Reklama

NAUKA I EDUKACJA

„Japoński TIE Fighter” nad planetoidą Ryugu. Udany zrzut mobilnych próbników

Fot. JAXA / hayabusa2.jaxa.jp
Fot. JAXA / hayabusa2.jaxa.jp

Wieloletnia misja badawcza Japońskiej Agencji Badań Kosmicznych JAXA w kierunku odległej planetoidy Ryugu wkroczyła w swoją decydującą fazę. Po ponad 3 latach od startu z Ziemi sonda kosmiczna Hayabusa-2 rzuciła swój cień na powierzchnię ściganej asteroidy, potwierdzając to serią spektakularnych fotografii. Obok tych przedstawiających skaliste tło Ryugu z odbiciem sylwetki przypominającej fanom Gwiezdnych Wojen myśliwiec Imperium, pojawiły się niebawem także kolejne – ukazujące moment udanego zrzutu na powierzchnię obiektu dwóch mobilnych próbników Minerva-II1.

Dwa niewielkie „łaziki” Minerva-II1 (1A oraz 1B) zostały uwolnione z macierzystego statku Hayabusa-2 (z jap. Sokół wędrowny-2) na powierzchnię planetoidy Ryugu w dniu 21 września br., wykonując w trakcie swojego opadania i dalszych skoków serię efektownych zdjęć. Obydwa pojazdy z powodzeniem osiadły następnie na powierzchni drobnego, skalistego ciała niebieskiego. W ciągu kolejnych dwóch dni potwierdzono, że maszyny są w dobrym stanie, zdatne do użytku i poruszania się po powierzchni asteroidy.

Aby dokonać rozmieszczenia swoich próbników, główny statek kosmiczny misji Hayabusa-2 opuścił się ostrożnie w kierunku powierzchni Ryugu, aż znalazł się w odległości zaledwie 55 metrów od powierzchni planetoidy. Gdy instrumenty były już w drodze, statek wzniósł się z powrotem na zadaną wysokość około 20 km nad ciałem niebieskim. Pojazdy Minerva-II1 zaprojektowano tak, by jeszcze przed lądowaniem, podczas swoich licznych odbić od mało masywnej asteroidy, dokonywały stosownych pomiarów i gromadziły dane obrazowe.
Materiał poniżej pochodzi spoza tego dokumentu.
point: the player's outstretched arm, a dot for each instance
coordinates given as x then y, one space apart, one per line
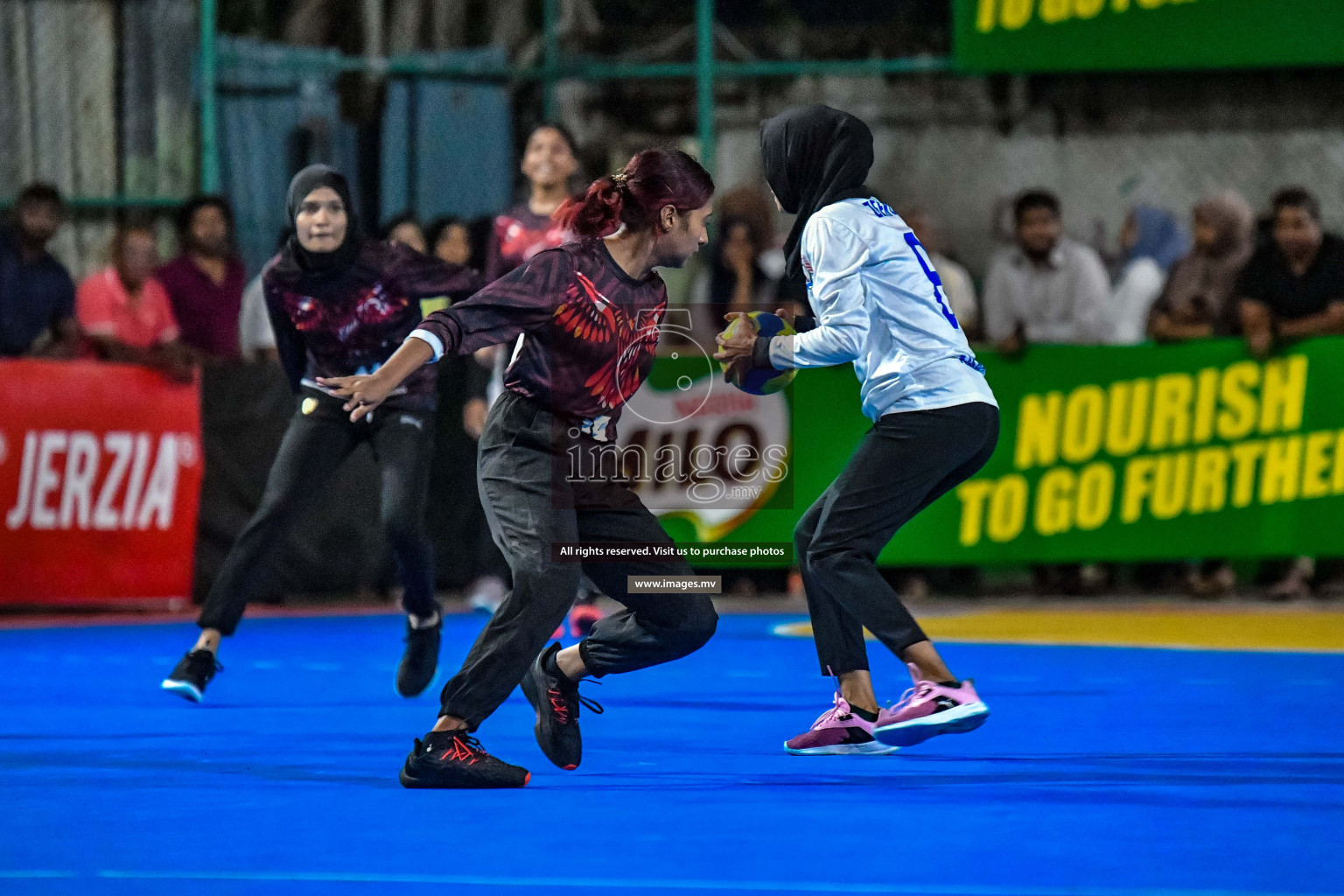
366 393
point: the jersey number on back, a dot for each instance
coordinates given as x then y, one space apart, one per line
933 278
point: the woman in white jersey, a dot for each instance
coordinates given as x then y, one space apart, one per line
879 305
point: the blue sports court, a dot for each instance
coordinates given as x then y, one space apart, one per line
1158 771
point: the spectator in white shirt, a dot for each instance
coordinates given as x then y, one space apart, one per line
1046 288
1151 242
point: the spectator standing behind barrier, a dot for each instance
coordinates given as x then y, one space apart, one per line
1151 242
1046 288
1198 298
206 281
956 280
1293 288
37 293
1196 304
125 312
742 266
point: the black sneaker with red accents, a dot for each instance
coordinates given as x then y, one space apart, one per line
556 703
456 760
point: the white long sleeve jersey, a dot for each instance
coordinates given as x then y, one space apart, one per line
879 305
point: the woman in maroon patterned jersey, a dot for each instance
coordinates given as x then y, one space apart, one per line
339 304
589 312
518 234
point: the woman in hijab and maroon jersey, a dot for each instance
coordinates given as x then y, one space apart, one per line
519 233
339 304
589 313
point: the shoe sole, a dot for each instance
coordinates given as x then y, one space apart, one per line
872 748
536 699
410 782
949 722
183 690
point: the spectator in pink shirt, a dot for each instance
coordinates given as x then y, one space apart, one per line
125 312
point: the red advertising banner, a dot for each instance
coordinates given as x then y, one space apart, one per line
100 479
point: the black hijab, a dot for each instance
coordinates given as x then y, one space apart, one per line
320 268
814 156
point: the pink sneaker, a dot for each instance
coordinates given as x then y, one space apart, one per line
836 732
929 710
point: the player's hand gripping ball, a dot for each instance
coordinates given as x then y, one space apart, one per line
759 382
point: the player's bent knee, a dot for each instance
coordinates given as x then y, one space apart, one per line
699 626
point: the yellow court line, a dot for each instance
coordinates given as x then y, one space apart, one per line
1138 627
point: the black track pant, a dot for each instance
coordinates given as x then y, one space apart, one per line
903 464
531 504
320 436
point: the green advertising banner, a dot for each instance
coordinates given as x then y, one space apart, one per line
1095 35
1143 453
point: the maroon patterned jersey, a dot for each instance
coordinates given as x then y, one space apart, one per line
519 234
354 320
591 331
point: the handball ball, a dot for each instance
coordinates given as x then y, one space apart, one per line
761 382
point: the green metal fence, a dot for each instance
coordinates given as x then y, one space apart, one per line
704 70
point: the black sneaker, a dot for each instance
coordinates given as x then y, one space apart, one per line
192 673
454 760
421 659
556 703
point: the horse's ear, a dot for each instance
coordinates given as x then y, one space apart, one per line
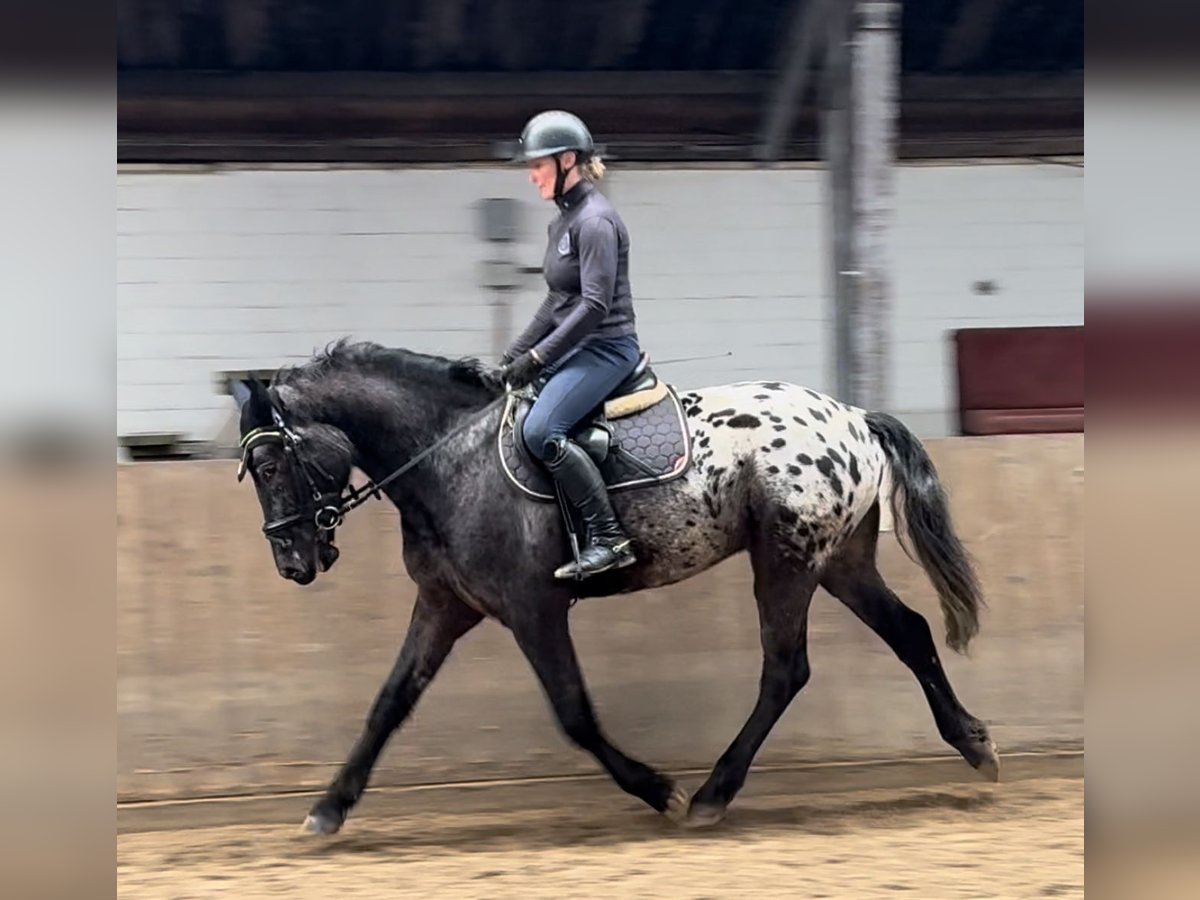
252 399
240 391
W dalszej fazie próbniki również nie będą spoczywały nieruchomo, dysponując możliwością autonomicznego, skokowego migrowania po asteroidzie z pomocą małych, obracających się silników. Dzięki słabej grawitacji Ryugu pojazdy mogą utrzymywać się nad jej powierzchnią nawet przez 15 minut i pokonywać jednorazowo odległość rzędu 15 metrów w wybranym kierunku. Pomimo niewielkich rozmiarów (zaledwie 18 cm średnicy), zdolność poruszania się sond Minerva-II1 klasyfikuje je więc jako łaziki – historycznie pierwsze, jakie człowiek rozmieścił na asteroidzie.
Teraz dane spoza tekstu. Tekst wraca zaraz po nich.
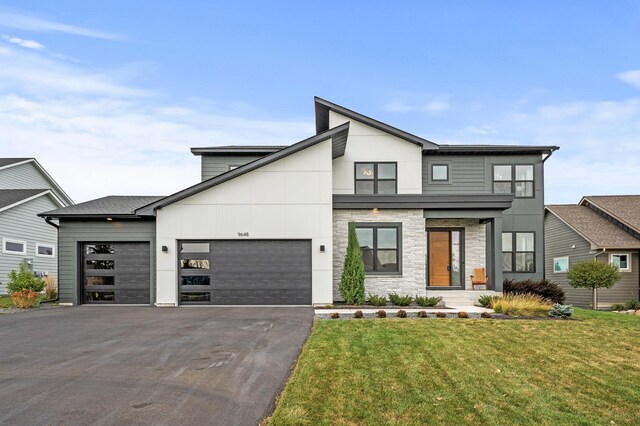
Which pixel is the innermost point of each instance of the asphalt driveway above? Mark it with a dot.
(135, 365)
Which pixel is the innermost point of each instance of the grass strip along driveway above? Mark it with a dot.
(453, 371)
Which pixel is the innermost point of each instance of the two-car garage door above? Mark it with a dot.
(245, 272)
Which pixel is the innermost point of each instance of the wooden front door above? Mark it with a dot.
(439, 258)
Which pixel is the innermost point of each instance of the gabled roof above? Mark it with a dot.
(110, 206)
(594, 228)
(6, 163)
(9, 161)
(10, 198)
(323, 107)
(338, 135)
(237, 149)
(624, 208)
(495, 149)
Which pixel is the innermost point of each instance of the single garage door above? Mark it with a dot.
(245, 272)
(117, 273)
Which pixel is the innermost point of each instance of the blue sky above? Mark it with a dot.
(110, 96)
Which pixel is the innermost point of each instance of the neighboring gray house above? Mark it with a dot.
(26, 189)
(268, 224)
(604, 228)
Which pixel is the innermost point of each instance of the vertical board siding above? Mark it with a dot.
(214, 165)
(22, 223)
(559, 239)
(26, 176)
(73, 233)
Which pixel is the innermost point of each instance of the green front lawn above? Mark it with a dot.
(452, 371)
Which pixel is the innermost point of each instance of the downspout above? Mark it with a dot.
(48, 220)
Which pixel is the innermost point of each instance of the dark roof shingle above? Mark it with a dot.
(625, 208)
(595, 228)
(12, 196)
(112, 205)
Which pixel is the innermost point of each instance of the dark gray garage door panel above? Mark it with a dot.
(131, 274)
(259, 272)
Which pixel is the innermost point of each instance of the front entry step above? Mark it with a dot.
(460, 297)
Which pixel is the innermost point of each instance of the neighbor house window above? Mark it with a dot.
(45, 250)
(14, 246)
(376, 178)
(560, 264)
(380, 246)
(440, 172)
(621, 260)
(518, 252)
(517, 180)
Fot. JAXA / hayabusa2.jaxa.jp
Fot. JAXA / hayabusa2.jaxa.jp

Przed misją Hayabusa-2 i samą japońską agencją kosmiczną JAXA wciąż wiele dalszych etapów realizacji: na swoje rozmieszczenie w dalszym ciągu oczekuje największy z łazików, o nazwie MASCOT, którego zrzut planowany jest na październik tego roku. Później (w przyszłym roku) przyjdzie jeszcze czas na kolejny mały próbnik, Minerva-II2. Dodatkowo, wiele zadań do realizacji ma również główny statek kosmiczny - w szczególności w zakresie zebrania i przewiezienia na Ziemię próbek materii do analizy laboratoryjnej.

Fot. JAXA / hayabusa2.jaxa.jp
Sonda Hayabusa-2 (powyżej) uchwycona w trakcie przelotu próbnika MinervaII-1A. Fot. JAXA / hayabusa2.jaxa.jp

Ryugu jest planetoidą z grupy Apolla, okrążająca Słońce w ciągu 1 roku i 109 dni w średniej odległości odpowiadającej 1,19 dystansu Ziemi do Słońca. Została odkryta 10 maja 1999 roku w ramach projektu LINEAR. Planetoida otrzymała swoją obecną nazwę w październiku 2015 roku w ramach konkursu. Jej źródłem jest japońskie słowo Ryūgū-jō, zapożyczone od nazwy podwodnego pałacu władcy mórz w japońskiej legendy o Tarō Urashimie.

"Łaziki" Minerva-II, 1A i 1B. Ilustracja: JAXA / hayabusa2.jaxa.jp

Sonda Hayabusa-2 dotarła w pobliże Ryugu jeszcze w czerwcu br., kontynuując swoją misję od grudnia 2014 roku. Misja stanowi ideową kontynuację wieloletnich japońskich badań planetoid, zapoczątkowanych udaną wyprawą Hayabusa-1, dzięki której dostarczono na Ziemię pierwsze próbki materii z planetoidy. Celem pierwszej misji było zbadanie planetoidy Itokawa – początkowo sonda badała planetoidę z odległości ok. 20 km, a następnie zbliżyła się do powierzchni i wykonała serię miękkich lądowań pobierając próbki. Sterowanie odbywało się całkowicie autonomicznie w oparciu o system wizyjny, zważywszy na znaczące opóźnienie w komunikacji (kilkadziesiąt minut). Kiedy Hayabusa osiadła na powierzchni planetoidy wystrzeliła w jej kierunku miniaturowy pocisk, a zasobniki zebrały pył, który się uniósł. Próbki o masie ok. 1 grama zostały dostarczone we wnętrzu kapsuły lądownika.

Druga sonda została wyposażona m.in. w silniejsze silniki jonowe. Do komunikacji z Ziemią sonda Hayabusa-2 używa dwóch anten pracujących w pasmach X i Ka. Głównym celem Hayabusa2 jest zebranie próbki z powierzchni w październiku, aby powrócić na Ziemię w 2020 roku.